We had our meeting, and there were several births to report, but only one death (my Uncle Gene). It was sad to hear how many passed away the previous year--5 or 6. We took up the collection, agreed to meet at the same park next year, and business was done. See the trees in the background of the picture? We were at Centennial Park in Plymouth, Indiana, and it's such a beautiful park. It's where they have the annual Blueberry Festival around Labor Day. At the Blueberry Festival, they have lots of craft and art booths, and of course, the marathon, the Blueberry Stomp. I don't do the Blueberry Festival anymore--the last time I went, several years ago, it was wall-to-wall people, just a huge mass of humanity. I tend to get claustrophobic in crowds these days, so I have no desire to go. However, there was an article in today's paper about how there are a couple of companies that are renting canoes and kayaks so you can go down the Yellow River, the river that goes through the area and through the park. (My Dad grew up in a house by the Yellow River.) Both Ken and I thought that sounded pretty neat, so maybe we'll make the time to do that this year. It's a small river, and slow-moving, but what a great chance to soak up a little nature and see more of where my Dad grew up.
Dad was saying he'd like to take us around to different houses where he and Mom lived, our grandparents lived, the cemeteries where they're buried, etc. In a couple of the local county museums, there are some exhibits related to our family, and we all agreed we'd like to do that soon. We'll call it the Family Roots Tour 2008!
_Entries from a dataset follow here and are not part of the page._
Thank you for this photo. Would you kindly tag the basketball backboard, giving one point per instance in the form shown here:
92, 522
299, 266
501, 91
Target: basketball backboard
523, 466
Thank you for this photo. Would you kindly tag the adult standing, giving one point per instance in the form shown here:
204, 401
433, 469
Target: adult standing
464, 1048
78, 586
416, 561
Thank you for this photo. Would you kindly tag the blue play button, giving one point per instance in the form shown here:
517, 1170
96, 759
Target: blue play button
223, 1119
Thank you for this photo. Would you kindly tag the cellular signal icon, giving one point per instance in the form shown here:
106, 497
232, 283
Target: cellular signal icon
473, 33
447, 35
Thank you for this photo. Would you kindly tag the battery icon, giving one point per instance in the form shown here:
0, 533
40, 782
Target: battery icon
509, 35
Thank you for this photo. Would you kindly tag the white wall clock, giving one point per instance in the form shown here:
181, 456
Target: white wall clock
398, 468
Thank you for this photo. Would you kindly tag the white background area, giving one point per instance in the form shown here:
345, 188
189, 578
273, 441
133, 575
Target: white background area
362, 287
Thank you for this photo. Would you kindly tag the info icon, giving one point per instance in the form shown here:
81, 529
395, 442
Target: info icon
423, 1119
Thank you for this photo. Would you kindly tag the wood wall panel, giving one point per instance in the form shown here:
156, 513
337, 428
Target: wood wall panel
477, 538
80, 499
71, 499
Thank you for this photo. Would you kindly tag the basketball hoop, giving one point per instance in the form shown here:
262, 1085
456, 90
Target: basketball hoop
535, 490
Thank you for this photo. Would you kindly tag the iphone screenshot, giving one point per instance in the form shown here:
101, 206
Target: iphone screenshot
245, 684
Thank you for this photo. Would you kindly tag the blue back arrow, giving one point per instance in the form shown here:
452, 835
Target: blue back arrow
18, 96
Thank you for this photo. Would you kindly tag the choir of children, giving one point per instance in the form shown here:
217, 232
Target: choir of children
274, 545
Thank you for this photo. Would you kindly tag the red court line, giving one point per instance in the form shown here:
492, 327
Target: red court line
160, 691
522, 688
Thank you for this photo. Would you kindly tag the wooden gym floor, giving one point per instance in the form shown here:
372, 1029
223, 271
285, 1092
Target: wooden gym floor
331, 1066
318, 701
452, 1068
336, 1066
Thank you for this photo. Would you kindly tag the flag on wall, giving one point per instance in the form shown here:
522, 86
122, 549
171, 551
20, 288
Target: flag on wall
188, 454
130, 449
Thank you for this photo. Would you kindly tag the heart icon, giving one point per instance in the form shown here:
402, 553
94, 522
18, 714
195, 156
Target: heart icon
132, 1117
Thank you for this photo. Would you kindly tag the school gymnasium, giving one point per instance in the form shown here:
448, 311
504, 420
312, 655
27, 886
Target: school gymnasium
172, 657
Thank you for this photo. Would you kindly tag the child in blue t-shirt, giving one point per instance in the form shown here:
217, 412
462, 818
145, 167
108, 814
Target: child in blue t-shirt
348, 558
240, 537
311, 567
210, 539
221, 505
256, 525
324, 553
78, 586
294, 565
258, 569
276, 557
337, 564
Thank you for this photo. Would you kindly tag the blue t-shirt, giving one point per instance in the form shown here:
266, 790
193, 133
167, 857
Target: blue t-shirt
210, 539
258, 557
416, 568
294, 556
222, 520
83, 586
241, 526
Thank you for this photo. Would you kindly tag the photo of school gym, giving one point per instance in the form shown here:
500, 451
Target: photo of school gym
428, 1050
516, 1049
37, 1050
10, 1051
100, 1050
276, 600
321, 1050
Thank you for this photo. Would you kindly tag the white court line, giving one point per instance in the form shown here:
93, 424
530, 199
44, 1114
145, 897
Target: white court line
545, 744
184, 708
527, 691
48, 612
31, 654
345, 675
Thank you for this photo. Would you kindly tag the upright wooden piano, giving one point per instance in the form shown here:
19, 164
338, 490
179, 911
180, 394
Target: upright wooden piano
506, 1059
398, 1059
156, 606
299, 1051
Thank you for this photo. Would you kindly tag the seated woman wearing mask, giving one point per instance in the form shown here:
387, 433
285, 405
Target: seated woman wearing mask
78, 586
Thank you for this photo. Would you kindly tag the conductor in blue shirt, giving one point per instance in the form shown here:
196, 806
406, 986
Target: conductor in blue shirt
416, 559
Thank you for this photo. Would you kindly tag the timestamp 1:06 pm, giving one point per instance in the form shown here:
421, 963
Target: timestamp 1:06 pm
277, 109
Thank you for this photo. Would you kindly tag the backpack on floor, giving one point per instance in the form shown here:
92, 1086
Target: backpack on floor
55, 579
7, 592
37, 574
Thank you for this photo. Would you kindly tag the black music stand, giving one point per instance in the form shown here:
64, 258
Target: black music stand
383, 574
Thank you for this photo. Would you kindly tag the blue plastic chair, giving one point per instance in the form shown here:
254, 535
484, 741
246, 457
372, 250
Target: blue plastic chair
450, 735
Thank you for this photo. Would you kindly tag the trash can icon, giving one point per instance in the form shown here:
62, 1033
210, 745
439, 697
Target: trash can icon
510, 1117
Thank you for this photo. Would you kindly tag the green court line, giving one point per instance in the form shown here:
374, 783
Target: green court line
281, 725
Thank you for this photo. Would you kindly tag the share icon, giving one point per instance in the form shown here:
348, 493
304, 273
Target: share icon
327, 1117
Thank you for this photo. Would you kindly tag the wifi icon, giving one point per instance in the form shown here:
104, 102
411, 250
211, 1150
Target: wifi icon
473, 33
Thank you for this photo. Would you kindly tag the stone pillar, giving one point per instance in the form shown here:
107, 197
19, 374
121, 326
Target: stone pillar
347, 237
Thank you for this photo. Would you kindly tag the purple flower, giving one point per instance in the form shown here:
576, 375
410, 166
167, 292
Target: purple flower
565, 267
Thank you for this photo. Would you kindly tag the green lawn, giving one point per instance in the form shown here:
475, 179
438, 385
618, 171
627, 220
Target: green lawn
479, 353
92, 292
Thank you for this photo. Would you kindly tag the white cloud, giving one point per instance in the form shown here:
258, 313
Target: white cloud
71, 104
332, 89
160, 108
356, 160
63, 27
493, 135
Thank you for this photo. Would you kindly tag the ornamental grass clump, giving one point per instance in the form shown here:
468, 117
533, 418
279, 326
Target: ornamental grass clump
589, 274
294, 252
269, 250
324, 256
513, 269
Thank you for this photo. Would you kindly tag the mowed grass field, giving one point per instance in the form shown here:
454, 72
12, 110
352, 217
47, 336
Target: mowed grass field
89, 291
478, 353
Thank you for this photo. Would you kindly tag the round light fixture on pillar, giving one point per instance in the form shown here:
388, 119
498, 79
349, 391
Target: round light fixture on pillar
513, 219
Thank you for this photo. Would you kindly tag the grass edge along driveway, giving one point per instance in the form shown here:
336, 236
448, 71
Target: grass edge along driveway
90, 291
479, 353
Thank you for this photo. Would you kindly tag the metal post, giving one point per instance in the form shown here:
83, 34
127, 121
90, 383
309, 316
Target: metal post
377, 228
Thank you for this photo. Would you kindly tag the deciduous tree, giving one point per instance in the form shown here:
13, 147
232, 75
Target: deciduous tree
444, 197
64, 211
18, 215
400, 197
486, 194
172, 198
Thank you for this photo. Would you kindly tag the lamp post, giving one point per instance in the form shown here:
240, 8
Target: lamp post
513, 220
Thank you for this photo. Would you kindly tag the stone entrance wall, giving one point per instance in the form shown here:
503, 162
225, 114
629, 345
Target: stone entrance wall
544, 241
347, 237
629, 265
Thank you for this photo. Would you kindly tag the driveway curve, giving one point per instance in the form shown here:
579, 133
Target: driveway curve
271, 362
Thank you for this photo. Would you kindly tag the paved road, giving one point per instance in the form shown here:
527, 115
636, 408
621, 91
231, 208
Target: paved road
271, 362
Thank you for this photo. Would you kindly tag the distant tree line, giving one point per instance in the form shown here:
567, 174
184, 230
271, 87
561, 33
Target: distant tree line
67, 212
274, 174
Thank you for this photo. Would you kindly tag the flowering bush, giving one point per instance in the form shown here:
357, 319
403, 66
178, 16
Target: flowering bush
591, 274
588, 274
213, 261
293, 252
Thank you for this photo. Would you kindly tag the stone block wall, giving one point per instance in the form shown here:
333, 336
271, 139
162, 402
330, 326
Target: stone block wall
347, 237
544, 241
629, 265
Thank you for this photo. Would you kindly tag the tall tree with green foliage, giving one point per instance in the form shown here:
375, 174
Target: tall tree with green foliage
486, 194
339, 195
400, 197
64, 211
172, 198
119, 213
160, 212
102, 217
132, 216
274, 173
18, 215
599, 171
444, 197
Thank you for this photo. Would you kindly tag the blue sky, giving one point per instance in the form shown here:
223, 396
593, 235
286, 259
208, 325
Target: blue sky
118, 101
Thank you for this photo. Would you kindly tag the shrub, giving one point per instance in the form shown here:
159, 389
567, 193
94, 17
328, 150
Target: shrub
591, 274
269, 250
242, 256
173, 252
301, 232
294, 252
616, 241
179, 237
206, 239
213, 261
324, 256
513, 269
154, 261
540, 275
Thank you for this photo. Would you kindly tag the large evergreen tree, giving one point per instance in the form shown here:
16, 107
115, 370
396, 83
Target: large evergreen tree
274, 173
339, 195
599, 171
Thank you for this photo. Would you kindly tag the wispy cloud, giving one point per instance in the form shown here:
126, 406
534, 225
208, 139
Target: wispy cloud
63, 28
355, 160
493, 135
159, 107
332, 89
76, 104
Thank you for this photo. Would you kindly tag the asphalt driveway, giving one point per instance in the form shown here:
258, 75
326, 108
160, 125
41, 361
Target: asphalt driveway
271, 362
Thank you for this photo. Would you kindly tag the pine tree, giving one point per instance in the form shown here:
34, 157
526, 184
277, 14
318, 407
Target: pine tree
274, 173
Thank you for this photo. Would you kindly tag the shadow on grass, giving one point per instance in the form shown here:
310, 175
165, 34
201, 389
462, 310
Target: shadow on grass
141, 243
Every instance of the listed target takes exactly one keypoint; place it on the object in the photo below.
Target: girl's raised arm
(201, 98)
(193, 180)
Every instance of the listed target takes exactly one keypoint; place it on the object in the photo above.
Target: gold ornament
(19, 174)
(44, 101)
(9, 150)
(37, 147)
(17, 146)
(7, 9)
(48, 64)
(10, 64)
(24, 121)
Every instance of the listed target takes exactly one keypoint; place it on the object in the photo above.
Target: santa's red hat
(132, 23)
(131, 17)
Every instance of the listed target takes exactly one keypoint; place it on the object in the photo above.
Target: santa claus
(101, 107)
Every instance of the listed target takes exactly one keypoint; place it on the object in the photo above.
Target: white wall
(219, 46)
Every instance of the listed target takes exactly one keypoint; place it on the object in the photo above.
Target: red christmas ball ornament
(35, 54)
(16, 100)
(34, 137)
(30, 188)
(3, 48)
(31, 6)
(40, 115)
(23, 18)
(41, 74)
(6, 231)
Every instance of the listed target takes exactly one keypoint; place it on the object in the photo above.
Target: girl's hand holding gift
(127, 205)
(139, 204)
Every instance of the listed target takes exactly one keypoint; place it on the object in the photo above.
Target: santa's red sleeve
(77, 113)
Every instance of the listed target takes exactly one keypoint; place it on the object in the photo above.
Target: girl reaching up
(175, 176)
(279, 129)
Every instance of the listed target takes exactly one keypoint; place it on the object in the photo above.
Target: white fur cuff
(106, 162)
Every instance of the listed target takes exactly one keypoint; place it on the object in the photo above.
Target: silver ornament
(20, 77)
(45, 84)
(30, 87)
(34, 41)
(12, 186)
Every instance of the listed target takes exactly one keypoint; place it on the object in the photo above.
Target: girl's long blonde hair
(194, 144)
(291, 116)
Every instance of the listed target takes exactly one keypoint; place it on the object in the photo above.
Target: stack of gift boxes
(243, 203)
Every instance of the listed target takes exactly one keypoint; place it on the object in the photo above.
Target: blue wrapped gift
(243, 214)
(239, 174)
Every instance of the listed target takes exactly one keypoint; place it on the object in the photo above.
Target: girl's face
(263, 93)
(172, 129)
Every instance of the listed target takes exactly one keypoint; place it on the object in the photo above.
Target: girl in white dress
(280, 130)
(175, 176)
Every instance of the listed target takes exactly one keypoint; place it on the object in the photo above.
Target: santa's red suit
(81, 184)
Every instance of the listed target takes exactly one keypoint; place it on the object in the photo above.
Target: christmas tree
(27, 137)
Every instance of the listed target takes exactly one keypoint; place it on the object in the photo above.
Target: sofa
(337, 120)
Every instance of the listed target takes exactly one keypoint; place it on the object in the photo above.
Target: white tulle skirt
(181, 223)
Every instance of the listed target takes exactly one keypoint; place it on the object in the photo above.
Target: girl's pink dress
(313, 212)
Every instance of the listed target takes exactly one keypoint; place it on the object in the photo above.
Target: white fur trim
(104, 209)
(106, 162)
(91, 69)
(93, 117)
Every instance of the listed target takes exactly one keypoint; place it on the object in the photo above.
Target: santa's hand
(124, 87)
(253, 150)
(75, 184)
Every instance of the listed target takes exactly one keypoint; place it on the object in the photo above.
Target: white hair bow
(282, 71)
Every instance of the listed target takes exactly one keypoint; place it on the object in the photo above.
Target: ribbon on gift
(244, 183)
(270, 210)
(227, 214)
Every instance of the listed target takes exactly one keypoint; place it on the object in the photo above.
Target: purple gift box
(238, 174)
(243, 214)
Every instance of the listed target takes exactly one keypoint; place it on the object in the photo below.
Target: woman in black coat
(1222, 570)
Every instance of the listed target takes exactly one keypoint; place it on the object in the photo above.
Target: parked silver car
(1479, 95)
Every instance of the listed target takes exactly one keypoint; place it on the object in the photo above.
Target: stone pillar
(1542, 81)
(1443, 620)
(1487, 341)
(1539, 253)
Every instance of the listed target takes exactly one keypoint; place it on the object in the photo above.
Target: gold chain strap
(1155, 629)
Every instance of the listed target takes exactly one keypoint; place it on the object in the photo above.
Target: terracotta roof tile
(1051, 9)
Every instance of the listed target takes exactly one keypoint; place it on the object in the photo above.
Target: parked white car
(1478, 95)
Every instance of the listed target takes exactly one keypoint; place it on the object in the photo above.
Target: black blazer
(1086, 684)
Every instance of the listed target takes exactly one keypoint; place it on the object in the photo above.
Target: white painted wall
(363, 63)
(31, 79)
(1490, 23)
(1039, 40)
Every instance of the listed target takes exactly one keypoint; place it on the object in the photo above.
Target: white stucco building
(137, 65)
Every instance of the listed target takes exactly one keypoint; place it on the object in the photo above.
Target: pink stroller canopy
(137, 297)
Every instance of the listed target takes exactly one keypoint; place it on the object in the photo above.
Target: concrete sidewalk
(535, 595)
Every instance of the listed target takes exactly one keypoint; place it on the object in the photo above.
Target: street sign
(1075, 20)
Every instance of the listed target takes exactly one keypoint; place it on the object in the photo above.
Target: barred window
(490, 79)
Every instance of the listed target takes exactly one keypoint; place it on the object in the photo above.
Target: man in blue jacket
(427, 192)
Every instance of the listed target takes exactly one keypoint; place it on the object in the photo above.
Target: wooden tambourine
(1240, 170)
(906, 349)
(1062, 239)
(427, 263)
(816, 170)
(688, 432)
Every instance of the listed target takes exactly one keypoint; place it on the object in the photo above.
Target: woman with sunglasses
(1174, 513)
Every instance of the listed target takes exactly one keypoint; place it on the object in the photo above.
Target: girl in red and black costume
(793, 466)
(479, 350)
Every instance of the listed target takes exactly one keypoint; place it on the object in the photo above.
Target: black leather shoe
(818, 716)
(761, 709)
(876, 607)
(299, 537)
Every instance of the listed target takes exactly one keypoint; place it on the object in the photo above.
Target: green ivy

I also got to see Cousin Emma Jean, who is one of the sweetest people I know. I worked with her daughter Erica at the lab, and asked her to be sure to let Erica know that I miss her! Emma Jean lost both of her parents, her oldest daughter (Debbie was my age) to a brain tumor, and her brother, all in the space of maybe 3 years. It must have been so hard for her, but she handled it with grace, with the help of her faith and her family. We had a nice little talk, and I said I was thinking the other day about how odd it is that as we get older, our parents just get smarter and smarter! I said it's directly proportional. She agreed and said there were so many things that she remembers her folks telling her, and at some point in her life, that exact situation comes up, and she thinks, "Mom...Dad...you were right!" She went on to say that it's also a reminder that every single day and every moment with them is precious. So I think I will leave you with that wise thought from Cousin Emma Jean.